“Marty Supreme” acompanha a trajetória de um mesatenista extremamente talentoso cuja ascensão no esporte é atravessada por ambição desmedida, ego inflado e uma necessidade constante de controle. O filme observa sua jornada dentro e fora das mesas, entre competições decisivas, negociações de bastidores e relações pessoais corroídas pela certeza de que o mundo lhe deve algo. Mais do que um drama esportivo, a narrativa se constrói como um retrato crítico do privilégio em movimento, onde vencer não basta e ocupar o centro se torna uma obsessão.
O enredo principal se estrutura a partir da carreira esportiva do protagonista, mas rapidamente extrapola o universo do tênis de mesa para se tornar uma alegoria de poder. Ele não joga apenas para vencer, mas para impor autoridade, definir regras e concentrar os olhares sobre si. Essa postura encontra uma leitura metafórica direta com os Estados Unidos enquanto nação que historicamente se coloca como centro político, econômico e simbólico do mundo, legitimando suas ações a partir da própria convicção de superioridade. Não se trata apenas de talento ou força, mas da crença de que ocupar o centro é um direito natural.

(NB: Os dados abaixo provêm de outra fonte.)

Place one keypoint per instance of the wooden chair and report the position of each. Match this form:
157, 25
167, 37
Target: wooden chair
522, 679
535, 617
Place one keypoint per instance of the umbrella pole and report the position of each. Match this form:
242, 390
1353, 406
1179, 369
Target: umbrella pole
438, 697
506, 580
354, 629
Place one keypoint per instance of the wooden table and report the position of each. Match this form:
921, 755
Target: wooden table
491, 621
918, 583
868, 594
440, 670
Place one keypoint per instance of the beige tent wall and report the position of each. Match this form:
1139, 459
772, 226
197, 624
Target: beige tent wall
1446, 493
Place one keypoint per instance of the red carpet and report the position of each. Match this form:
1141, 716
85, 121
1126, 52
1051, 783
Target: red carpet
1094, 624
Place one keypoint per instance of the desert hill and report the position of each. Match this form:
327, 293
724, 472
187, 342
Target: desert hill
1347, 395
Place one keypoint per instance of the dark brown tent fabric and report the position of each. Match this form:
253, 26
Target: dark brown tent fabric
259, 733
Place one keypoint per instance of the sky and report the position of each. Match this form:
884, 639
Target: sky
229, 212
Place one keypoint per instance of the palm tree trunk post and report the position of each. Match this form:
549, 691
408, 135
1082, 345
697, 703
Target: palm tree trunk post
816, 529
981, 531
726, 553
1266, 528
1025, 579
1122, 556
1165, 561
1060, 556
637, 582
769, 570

A fotografia reforça essa lógica de maneira extremamente consciente. Além dos planos gerais rigorosamente centralizados e dos zooms aplicados com precisão, o filme faz uso recorrente de planos atravessados, nos quais outras pessoas ocupam o primeiro plano, mas jamais o protagonismo. Mesmo quando há corpos entre a câmera e o personagem central, a imagem desfoca o entorno, atravessa obstáculos e acompanha sua presença, reafirmando a centralidade visual. A câmera escolhe um único foco o tempo todo, anulando o outro e transformando o espaço compartilhado em palco exclusivo.
Esses planos atravessados funcionam como uma declaração simbólica. O mundo pode até estar cheio, mas apenas um sujeito importa. Essa estratégia visual ecoa a ideia de excepcionalismo, na qual uma presença dominante se impõe mesmo diante de outras vozes, outros corpos e outras histórias em cena. A fotografia, assim, não apenas embeleza, mas legitima um olhar hierárquico, colocando o espectador na mesma posição de privilégio daquele que ocupa o centro.
Timothée Chalamet (‘Um Completo Desconhecido’, 2024) constrói um personagem arrogante, irritante e autoritário, alguém que acredita que tudo pode, tudo merece e em todos manda. Sua atuação transforma o carisma em ferramenta de desconforto, sustentando uma figura que não negocia espaço. Essa postura encontra paralelo direto na forma como os Estados Unidos frequentemente se colocam acima do questionamento externo, agindo como se a centralidade justificasse qualquer excesso. Não há pedido de permissão, apenas ocupação.
O ritmo acelerado do filme reforça essa lógica expansionista. Sempre há algo acontecendo na vida do protagonista, um novo torneio, uma nova disputa, uma nova vitória a ser exibida. A narrativa raramente desacelera, criando uma sensação constante de avanço e urgência. Parar significaria ceder espaço, e ceder espaço é algo que essa figura central se recusa a fazer.
Rachel, interpretada por Odessa A’zion (‘I Love LA’, 2025), surge como a força que tenciona essa centralidade. Diferente dos personagens que atravessam o quadro desfocados, ela resiste à lógica da anulação. Sua presença funciona como contraponto ético e simbólico, revelando que há existências que não aceitam ser colocadas em segundo plano. Não disputa o centro, mas questiona sua própria legitimidade, e é justamente nessa recusa que o filme encontra parte de sua densidade crítica.
A jornada de amadurecimento se constrói não como redenção, mas como confronto com os próprios limites. À medida que o sucesso avança, o isolamento cresce, e o centro que antes simbolizava poder passa a se tornar um espaço de aprisionamento. Marty Supreme utiliza a trajetória de um mesatenista para refletir sobre ego, hegemonia e a ilusão de que ocupar o centro do enquadramento equivale a compreender o mundo ao redor.